It's estimated that 1.5 billion people around the world are so inactive that they are at greater risk of everything from heart disease to diabetes, cancer, arthritis, depression and even dementia.
Daily activity used to be an integral part of daily life, but humans are now more static and sedentary than ever before. Peter Walker is the political correspondent for The Guardian in London, and a regular commentator and broadcaster on issues including active living and health. His new book is The Miracle Pill: Why a Sedentary World is Getting it all Wrong.
Walker tells Kathryn Ryan that, after university, he got a secure but ‘incredibly boring’ desk job and, on a whim, gave it up to be a cycle courier.
“From doing nothing, I went to cycling about 60 miles a day, five days a week and the transformation was completely amazing. I’d not been sporty, and I had asthma very badly when I was kid and I never thought of myself as being a physical person.
“But, within a matter of months, it literally was a transformation in my life. I’ve always tried to be active ever since then, not in such an extreme way, but it’s something that’s stayed with me.”
He says that these days he cycles to and from work, but with the UK in lockdown his commute is now from his bedroom to the kitchen table.
“I have to be a bit more creative these days.”
A recent study found that half of middle-aged English people don’t walk for ten minutes or more continuously in an average month.
“It’s basically a global issue. Around the world, around 3 in 10 adults move so little that their long-term health is potentially at risk.”
He says it’s even worse for children and teenagers who are supposed to get at least one hour exercise every day.

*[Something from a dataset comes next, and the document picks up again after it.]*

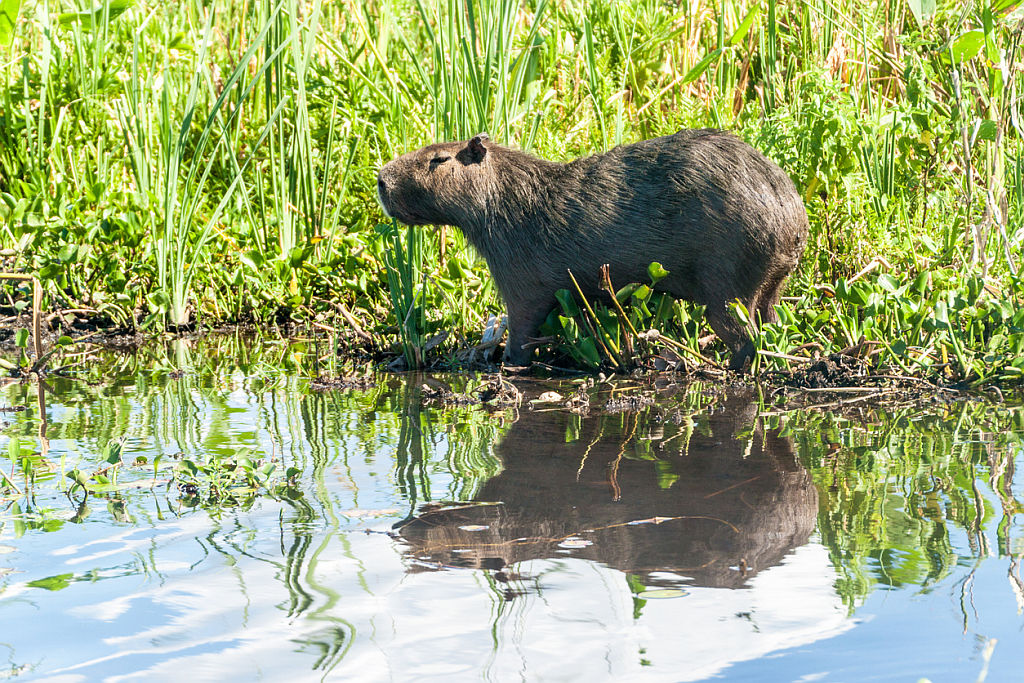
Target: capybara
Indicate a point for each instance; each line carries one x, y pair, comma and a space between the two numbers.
726, 222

“Schools in many countries are too inactive, the kids sit down a long time. It’s a product of all sorts of things, from the rise of screen-based entertainment to the fact that motor traffic makes parents feel scared to let their kids out cycling and walking.
“It’s a big problem because this is a time of life when all sorts of things from your cardiovascular health to your bone density gets laid down.”

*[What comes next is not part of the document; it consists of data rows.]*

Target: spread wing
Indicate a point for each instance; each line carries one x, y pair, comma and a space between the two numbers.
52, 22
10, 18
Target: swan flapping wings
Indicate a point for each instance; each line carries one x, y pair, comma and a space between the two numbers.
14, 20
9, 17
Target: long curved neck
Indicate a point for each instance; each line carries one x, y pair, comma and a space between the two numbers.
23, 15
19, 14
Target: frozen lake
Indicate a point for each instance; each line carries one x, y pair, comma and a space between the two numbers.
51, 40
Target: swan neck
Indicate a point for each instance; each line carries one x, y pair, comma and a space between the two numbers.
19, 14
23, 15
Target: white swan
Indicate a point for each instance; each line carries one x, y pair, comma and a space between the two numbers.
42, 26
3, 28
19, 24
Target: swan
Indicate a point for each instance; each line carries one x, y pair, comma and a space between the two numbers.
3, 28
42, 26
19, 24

Walker says that, if you’re in a job where you have to sit down for long periods, it’s important to get up and move around every 30 minutes or hour.
“Our bodies are designed to move. From the moment homo sapiens emerged for the first time, we’ve been hunting and gathering, our bodies are designed to be in motion and they do shut down really quickly.

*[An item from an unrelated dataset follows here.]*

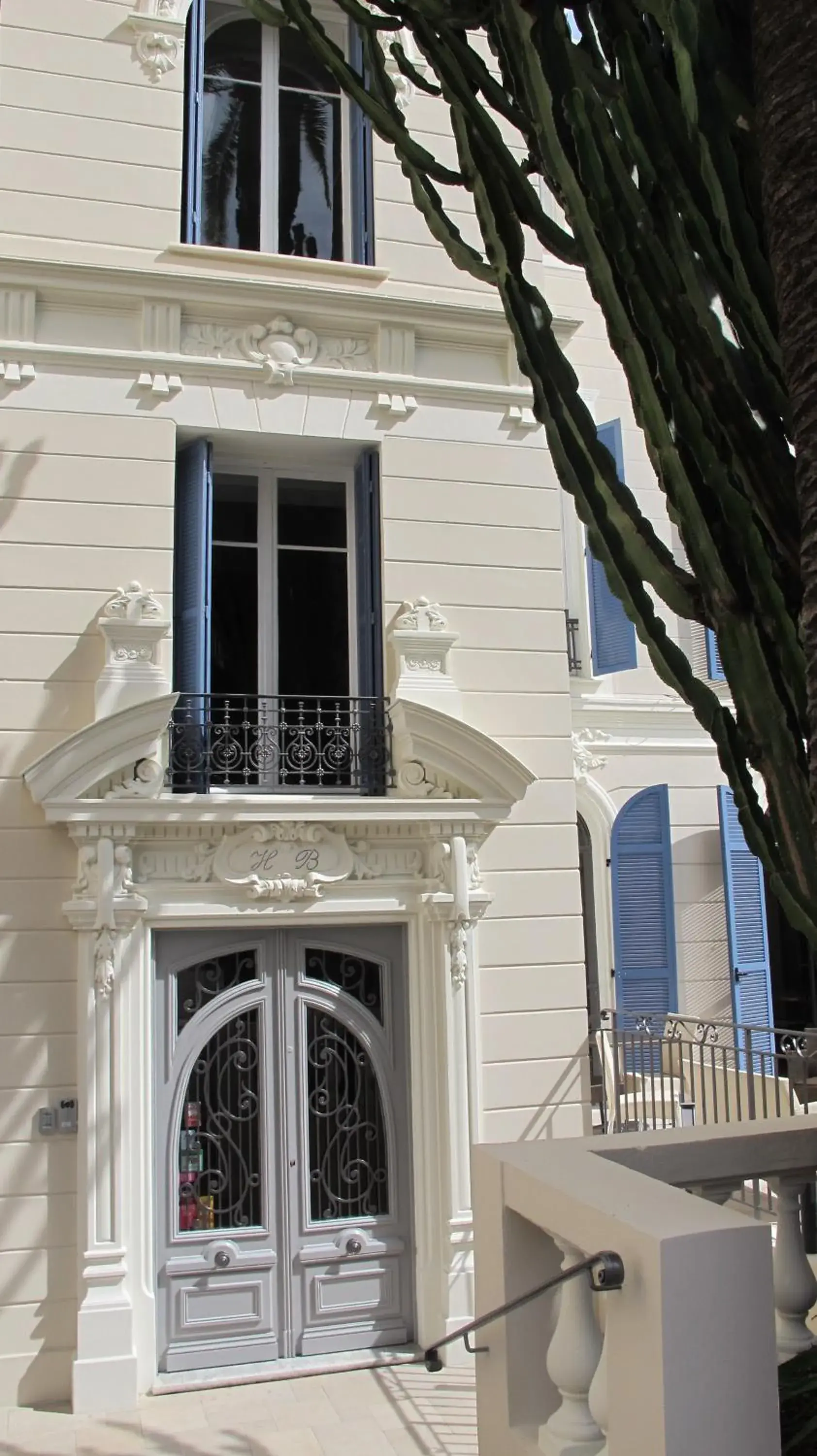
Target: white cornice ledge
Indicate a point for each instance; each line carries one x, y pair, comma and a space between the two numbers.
459, 753
98, 752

“The positive other side of it is that the moment you do start to exert yourself, the benefits are instant.”
He says that many of the things that have made us more sedentary are good changes, for instance washing machines rather than hand-washing clothes. Another big change that has made us less physically mobile is rising car use in the past few decades.
“Even the micro movements people used to do like walking across an office to talk to a colleague is now replaced by emails or chat apps. Even going to the cinema or to the shops can be done from home.
“It’s not that there’s been this outbreak of laziness around the world, it’s just that there are more and more opportunities to not do it.”
Walker says that losing weight through exercise is very difficult to do, and there’s been a fetishization of fitness that is off-putting to some out-of-shape people, but even if we’re not losing weight through exercise, we’re improving our overall health and staving off serious diseases. Essentially, we can be both healthy and overweight.
“A lot of this connects to the stigma of people who have a bit of excess weight and don’t like going to the gym. But studies have shown that it’s better for you overall to be a bit overweight or even quite overweight and active than it is to be a normal weight and to be inactive.”